If you can't find 'private' spots at a park, use a lens with a large max aperture so that you can throw the background well out of focus...and shoot close so the image is about the subjects and not the background.


----------



## jnm (Nov 13, 2009)

ya i think im going to rent the Nikon 70-200 f/2.8.  

sunset is about 5:00 here now so we're going to start around 3:00.  will definitely look for shade and areas that are consistently lit.  if we use Stanford there's enough large buildings where we would be that finding neat little spots that are fully shaded should be easy enough.  from that perspective i suppose it may actually make it easier than a park where there would be uneven light coming through trees and such.


----------



## GeneralBenson (Nov 14, 2009)

Shade is boring though.  The lighting will be flat and directionless.  You would be better off shooting on an overcast day, where the light is softer, but still has direction.  The shoot tight, and keep trees, or some other kind of interesting background.  Shoot on the long side of the lens, get close enough so that the family/person fills the frame, but doesn't fall out of it, and position them far enough from the background that it is completely out of focus.


----------



## KmH (Nov 14, 2009)

Choosing locations is an ongoing process.

I am always looking for new locations. As I travel around town I note various locations that might be suitable.

I keep a notepad in the car, write the location address down, note the direction the location faces and what time of day would work best for that location.


----------



## Hardrock (Nov 14, 2009)

KmH said:


> Choosing locations is an ongoing process.
> 
> I am always looking for new locations. As I travel around town I note various locations that might be suitable.
> 
> I keep a notepad in the car, write the location address down, note the direction the location faces and what time of day would work best for that location.


 
Interesting!
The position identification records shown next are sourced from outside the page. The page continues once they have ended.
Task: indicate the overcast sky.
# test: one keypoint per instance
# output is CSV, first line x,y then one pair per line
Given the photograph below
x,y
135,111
I will give it a try. Usually I just go to the arboretum or botanical gardens which both  are flooded with people and cameras.


----------



## flightless_beaker (Nov 15, 2009)

KmH said:


> Choosing locations is an ongoing process.
> 
> I am always looking for new locations. As I travel around town I note various locations that might be suitable.
> 
> I keep a notepad in the car, write the location address down, note the direction the location faces and what time of day would work best for that location.



Ditto, minus the notepad part. Somehow I remember all my spots and even can gauge the best time to go (gotten some amazing shots  ). But a lot of times I just drive around and take note of places and times I feel the light would be best based on my vision of the photograph. Otherwise, my locations can be entirely random and I make up exposure and all that on the spot. For example, I just woke up one day and decided to go to this reservoir down the highway. The only planning I did was which cameras I was taking. Got some amazing shots.


----------